Die Bevölkerung von Erftstadt wird weiterhin gebeten das Trinkwasser im täglichen Gebrauch sparsam zu nutzen. Denn das Trinkwasser der Ortsteile Erp,  Borr, Niederberg,  Scheuren,  Bliesheim und Friesheim wird aus dem Kreis Euskirchen bezogen. Hier ist die Qualität - wegen der Förderung aus großen Tiefen - ebenfalls in keiner Weise beeinträchtigt. Jedoch steht aktuell nur ein Wasserwerk zur Verfügung,  das Wasserwerk Weilerswist-Lommersum ist aktuell außer Betrieb. Daher bittet die Kreisverwaltung, dass die Bürgerinnen und Bürger dieser Ortsteile Erftstadts beispielsweise auf die Befüllung von Swimming Pools und ausgiebige Rasenbewässerungen  aktuell verzichten. 
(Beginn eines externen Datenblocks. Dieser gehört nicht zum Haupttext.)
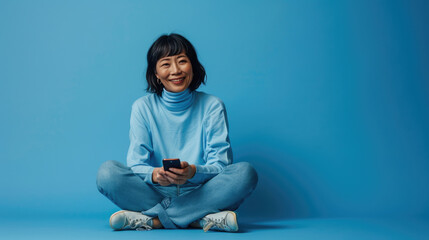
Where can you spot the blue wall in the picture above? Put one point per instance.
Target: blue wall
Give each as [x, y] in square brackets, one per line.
[327, 99]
Außerdem ist die Kläranlage in Erftstadt weiterhin außer Betrieb, weshalb diese Aufforderung weiterhin für das gesamte Stadtgebiet Erftstadt gilt. Notwendiger Wasserge- und verbrauch ist möglich.

Eine grundsätzliche Ausnahme von der oben genannten Thematik bilden die wenigen Haushalte, die für die Trinkwassergewinnung eigene oberflächliche Brunnen verwenden (z. B. Reiterhöfe, landwirtschaftliche Anwesen). Diese Brunnenanlagen werden von Privatleuten betrieben, die über entsprechende Kenntnisse verfügen, und die Verantwortung obliegt diesen privaten Betreibern. Durch das verschmutzte Oberflächenwasser im Rahmen des Starkregenereignisses müssen diese Nutzer ihr Trinkwasser ggf. abkochen. Dies ist ihnen aber bekannt und diese Maßnahme müssen diese Betreiber auch bei geringeren Starkregenereignissen, wie sie regelmäßig vorkommen, beachten.